Beddomeia protuberata
- Conservation status: Vulnerable (IUCN 2.3)

Scientific classification
- Kingdom: Animalia
- Phylum: Mollusca
- Class: Gastropoda
- Subclass: Caenogastropoda
- Order: Littorinimorpha
- Family: Tateidae
- Genus: Beddomeia
- Species: B. protuberata
- Binomial name: Beddomeia protuberata Ponder & Clark, 1993

= Beddomeia protuberata =

- Authority: Ponder & Clark, 1993
- Conservation status: VU

Species of gastropod

Beddomeia protuberata is a species of endemic freshwater snail in the family Tateidae, found in northern Tasmania, Australia. The shells look ovate and periostracum yellow with some pustules, length between 2.29 mm and 2.93 mm and width between 2.01 mm and 2.34 mm. Beddomeia protuberata has 1.75 protoconch whorls. Its image of microsculpture is uniform and its wrinkles arranged weakly and helically. The teleoconch of beddomeia protuberata has 2.2 to 2.7 convex whorls, and the ratio of convexity is 0.15 to 0.24. Sculptures of the teleoconch are vague with prosocline growth lines. The margin of the last whorl is evenly circular. The thickness and width of inner lips are medium sizes, and the columellar swelled up prominently. The outer lips of Beddomeia protuberata is prosocline, which means the shell leans forwards compared to the shell's coiling axis. The width of their umbilicus is between 0.31 mm to 0.51 mm. The umbilicus of female beddomeia protuberata are wider than the umbilicus of male.

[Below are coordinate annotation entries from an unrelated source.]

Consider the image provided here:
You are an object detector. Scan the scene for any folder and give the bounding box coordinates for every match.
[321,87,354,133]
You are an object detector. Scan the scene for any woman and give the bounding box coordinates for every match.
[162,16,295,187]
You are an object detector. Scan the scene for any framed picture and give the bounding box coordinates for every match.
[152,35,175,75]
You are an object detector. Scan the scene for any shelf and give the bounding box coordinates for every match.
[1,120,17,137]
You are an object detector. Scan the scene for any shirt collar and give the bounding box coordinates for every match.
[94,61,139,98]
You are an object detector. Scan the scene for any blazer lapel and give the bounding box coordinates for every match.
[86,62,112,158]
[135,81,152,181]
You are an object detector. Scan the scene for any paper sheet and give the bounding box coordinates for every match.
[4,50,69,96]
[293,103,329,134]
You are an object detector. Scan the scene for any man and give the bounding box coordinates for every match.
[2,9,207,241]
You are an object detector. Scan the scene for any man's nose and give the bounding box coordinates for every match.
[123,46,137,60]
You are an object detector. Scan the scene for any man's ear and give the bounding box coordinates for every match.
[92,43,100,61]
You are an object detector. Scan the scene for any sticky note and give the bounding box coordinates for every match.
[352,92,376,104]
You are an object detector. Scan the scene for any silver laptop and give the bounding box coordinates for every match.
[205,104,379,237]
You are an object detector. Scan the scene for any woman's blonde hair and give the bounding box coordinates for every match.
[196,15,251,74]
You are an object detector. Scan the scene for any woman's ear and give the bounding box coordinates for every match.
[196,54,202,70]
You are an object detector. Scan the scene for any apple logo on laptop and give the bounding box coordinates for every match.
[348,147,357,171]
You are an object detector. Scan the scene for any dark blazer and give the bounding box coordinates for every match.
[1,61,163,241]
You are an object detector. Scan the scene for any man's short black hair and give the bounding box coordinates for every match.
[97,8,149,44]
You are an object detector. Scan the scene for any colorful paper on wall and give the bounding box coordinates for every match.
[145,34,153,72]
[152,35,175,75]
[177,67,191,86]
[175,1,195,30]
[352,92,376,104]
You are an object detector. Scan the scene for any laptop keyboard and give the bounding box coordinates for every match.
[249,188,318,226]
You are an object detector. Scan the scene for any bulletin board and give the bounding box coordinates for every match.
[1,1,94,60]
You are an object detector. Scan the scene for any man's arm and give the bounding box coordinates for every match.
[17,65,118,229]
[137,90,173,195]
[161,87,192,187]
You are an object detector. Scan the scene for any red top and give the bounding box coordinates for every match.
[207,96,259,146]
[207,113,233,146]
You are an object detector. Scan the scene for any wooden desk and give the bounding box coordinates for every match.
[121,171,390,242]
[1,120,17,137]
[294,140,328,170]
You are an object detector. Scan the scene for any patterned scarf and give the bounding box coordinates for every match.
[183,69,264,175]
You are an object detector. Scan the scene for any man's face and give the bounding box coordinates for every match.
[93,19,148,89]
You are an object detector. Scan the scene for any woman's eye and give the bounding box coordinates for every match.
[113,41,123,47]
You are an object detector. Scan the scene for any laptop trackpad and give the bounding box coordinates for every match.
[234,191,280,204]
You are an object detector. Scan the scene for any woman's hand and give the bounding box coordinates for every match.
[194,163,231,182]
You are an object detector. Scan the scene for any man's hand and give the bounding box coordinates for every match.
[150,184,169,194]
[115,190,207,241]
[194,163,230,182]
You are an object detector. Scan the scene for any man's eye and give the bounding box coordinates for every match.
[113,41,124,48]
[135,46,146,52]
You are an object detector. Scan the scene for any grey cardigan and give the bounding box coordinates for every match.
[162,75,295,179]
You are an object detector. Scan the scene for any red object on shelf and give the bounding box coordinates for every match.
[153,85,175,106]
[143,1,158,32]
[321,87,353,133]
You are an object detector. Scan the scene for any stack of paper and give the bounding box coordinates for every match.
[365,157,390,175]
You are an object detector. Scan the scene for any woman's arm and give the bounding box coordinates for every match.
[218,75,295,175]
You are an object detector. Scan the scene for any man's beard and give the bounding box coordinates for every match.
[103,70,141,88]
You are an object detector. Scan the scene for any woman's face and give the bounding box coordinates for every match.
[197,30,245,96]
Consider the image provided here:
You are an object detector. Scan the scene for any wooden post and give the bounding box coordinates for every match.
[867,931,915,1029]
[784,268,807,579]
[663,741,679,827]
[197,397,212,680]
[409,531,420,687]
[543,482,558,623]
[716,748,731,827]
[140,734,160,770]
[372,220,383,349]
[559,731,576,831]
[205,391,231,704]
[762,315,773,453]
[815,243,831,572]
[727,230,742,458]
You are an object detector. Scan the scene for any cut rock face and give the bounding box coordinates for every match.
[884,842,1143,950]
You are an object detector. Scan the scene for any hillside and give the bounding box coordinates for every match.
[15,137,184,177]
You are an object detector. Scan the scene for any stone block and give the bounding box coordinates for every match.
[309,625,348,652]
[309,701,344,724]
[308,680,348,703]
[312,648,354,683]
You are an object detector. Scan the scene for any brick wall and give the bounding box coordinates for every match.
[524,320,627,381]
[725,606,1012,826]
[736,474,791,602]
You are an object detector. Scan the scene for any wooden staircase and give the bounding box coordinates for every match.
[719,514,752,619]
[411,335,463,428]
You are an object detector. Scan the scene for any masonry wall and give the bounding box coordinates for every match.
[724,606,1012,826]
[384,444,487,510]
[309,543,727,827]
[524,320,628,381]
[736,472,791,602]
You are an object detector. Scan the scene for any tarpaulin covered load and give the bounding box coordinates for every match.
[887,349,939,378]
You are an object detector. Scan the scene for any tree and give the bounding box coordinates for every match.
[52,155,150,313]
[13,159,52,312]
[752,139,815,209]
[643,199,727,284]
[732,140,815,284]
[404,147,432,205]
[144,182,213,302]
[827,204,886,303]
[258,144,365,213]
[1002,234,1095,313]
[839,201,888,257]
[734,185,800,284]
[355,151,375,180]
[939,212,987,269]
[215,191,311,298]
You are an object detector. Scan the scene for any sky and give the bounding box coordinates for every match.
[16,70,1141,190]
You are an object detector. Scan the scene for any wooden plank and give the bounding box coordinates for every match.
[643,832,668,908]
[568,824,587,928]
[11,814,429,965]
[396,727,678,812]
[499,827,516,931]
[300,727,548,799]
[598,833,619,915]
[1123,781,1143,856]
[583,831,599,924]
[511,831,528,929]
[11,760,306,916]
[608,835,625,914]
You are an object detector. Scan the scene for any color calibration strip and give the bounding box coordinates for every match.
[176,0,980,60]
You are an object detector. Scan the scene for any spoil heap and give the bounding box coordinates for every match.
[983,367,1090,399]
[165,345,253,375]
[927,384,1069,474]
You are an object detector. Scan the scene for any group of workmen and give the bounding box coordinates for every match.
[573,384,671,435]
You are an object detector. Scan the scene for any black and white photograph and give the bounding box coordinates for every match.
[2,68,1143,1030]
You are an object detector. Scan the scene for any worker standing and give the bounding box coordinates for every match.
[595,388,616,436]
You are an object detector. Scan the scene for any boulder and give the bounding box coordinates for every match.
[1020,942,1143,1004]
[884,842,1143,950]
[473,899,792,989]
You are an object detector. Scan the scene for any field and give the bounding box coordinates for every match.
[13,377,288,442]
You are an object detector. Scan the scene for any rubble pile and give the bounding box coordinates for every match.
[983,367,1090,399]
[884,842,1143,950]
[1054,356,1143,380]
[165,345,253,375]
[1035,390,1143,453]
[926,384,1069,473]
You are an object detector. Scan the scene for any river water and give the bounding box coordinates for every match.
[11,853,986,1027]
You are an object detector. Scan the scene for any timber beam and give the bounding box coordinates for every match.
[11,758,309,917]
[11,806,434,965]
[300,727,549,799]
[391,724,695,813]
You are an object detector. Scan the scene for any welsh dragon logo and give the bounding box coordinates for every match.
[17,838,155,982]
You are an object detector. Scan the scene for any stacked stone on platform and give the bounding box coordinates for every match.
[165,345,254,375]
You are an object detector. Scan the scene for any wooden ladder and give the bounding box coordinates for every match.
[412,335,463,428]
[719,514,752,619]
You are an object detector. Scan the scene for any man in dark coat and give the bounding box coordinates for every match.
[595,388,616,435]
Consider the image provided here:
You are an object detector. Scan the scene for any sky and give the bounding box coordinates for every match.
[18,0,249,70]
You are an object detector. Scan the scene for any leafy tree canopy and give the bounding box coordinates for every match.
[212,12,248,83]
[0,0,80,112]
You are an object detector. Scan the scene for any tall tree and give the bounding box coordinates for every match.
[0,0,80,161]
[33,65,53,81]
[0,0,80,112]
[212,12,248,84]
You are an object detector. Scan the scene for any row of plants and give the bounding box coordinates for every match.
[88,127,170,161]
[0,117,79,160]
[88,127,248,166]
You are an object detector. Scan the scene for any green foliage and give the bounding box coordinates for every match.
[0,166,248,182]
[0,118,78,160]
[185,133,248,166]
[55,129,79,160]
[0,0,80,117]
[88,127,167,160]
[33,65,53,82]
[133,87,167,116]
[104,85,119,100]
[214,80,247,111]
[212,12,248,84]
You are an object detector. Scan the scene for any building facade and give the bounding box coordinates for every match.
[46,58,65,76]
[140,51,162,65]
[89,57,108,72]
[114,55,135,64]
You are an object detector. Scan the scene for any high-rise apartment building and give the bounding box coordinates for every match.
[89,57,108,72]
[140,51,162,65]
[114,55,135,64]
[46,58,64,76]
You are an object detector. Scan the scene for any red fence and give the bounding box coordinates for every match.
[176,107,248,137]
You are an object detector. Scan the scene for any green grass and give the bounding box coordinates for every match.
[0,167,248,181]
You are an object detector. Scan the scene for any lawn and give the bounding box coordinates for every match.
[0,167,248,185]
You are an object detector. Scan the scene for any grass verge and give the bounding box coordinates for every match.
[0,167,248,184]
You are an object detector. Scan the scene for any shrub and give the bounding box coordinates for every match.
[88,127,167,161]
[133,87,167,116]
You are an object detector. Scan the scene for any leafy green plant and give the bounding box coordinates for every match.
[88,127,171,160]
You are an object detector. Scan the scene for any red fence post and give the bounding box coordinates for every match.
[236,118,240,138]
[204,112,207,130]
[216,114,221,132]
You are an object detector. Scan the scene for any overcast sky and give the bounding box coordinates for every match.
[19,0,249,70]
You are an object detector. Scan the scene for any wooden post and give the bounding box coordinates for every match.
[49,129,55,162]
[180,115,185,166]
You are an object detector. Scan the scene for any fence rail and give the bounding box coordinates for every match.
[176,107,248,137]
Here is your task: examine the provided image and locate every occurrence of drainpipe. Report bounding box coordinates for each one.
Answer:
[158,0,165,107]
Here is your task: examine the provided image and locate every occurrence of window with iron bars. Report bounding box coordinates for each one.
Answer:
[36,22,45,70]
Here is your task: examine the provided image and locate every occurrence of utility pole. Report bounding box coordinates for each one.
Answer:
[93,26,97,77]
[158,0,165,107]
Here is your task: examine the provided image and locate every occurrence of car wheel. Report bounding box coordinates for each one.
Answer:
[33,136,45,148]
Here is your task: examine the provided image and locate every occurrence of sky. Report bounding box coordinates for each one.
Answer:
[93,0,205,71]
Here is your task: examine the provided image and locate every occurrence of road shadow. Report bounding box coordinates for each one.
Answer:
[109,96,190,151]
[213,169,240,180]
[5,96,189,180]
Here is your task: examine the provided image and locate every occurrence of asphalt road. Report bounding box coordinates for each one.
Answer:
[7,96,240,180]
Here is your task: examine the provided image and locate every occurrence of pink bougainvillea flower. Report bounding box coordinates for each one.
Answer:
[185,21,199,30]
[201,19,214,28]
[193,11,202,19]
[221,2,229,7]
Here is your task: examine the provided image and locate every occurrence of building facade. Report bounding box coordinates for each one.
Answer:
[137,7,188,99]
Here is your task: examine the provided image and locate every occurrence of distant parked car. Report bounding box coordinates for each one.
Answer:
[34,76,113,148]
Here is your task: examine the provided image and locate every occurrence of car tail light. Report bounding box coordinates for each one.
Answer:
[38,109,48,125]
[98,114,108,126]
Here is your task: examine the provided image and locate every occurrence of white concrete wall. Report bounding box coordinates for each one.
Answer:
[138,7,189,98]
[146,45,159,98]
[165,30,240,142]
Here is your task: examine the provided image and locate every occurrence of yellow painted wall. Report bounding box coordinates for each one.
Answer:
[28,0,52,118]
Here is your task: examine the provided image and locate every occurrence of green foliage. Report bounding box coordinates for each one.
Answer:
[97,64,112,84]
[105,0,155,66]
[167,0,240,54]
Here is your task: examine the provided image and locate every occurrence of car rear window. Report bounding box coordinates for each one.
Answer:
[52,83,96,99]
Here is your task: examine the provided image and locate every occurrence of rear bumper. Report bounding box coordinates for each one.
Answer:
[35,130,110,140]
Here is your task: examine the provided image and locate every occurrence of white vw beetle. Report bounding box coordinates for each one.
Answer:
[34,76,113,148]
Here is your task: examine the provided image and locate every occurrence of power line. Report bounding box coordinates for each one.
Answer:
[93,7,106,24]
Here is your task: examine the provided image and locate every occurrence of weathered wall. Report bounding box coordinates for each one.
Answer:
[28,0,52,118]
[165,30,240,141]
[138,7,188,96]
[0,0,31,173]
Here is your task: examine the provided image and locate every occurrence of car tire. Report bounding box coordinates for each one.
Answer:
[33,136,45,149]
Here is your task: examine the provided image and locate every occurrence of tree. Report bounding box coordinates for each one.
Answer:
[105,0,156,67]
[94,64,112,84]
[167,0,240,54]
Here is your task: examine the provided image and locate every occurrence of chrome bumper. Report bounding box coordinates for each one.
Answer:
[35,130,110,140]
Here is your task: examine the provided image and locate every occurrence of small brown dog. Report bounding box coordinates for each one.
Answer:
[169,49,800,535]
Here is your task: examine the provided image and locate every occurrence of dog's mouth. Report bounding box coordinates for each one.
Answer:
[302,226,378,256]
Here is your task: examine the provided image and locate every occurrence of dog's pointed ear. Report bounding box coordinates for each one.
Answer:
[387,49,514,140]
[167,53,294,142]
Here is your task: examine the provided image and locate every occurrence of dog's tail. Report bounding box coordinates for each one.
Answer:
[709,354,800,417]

==Male and female reproduction system==
===Male reproduction system===

The testis of male Beddomeia protuberata has whorls of 1.5. Their seminal vesicles are behind the stomach, at the anterior between about 1/4 to 1/3 of the first whorl of their testis, coiling on the stomach and on the digestive gland at the back of the stomach. The prostate gland in pallial roof is pyriform and its sections are closed and widely oval to circular. The vas deferens is straight and opening forward. The distal of penis is short and tapering, and some have papilla but some do not. The base and the middle part of penis are also tapering, short and wide. The penial duct is fluctuant at the base and middle part, and the base is fairly broad with medium to small sizes of folds.

===Female reproduction system===

The ovary of female Beddomeia protuberata is simple, inhabiting around 0.5 whorls. Their oviduct is proximal and has a pair of bends. The initial bend is aligned dorso-ventrally to obliquely rearwards, bounding with soft and glandular connective tissues. The bend extends to the rear edge bursa copulatrix or sometimes a little in front of the edge. Compared to the coiled initial part, the distal part is straight. The coiled oviduct and the bursal duct then meet together at the back pallial wall. Bursa copulatrix is small and vertically ovoid, not reaching the back pallial wall. The bursal duct is arising from abdominal margin of bursa. The seminal receptacle at the back of the edge of bursa copulatrix looks pear-shaped. On ahead of the back of pallial wall, there's about 1/2 of albumen gland. The thickness of capsule gland is medium, and is about longer than or equal to the length of albumen gland. The ventral channel has vestibule in front, and the terminal genital is opening but small in size.

==Distribution==
The beddomeia protuberata group is found only Tasmania, and is limited by many factors, both intrinsic and extrinsic. For example, the local geology and local hydrological conditions (rainfall and water chemistry etc.) The products of human activities also influence and limit the distribution of Beddomeia protuberata. As a result, beddomeia protuberata is a very rare and endemic species in Australia, listed as rare status in the Threatened Species Protection Act (1995).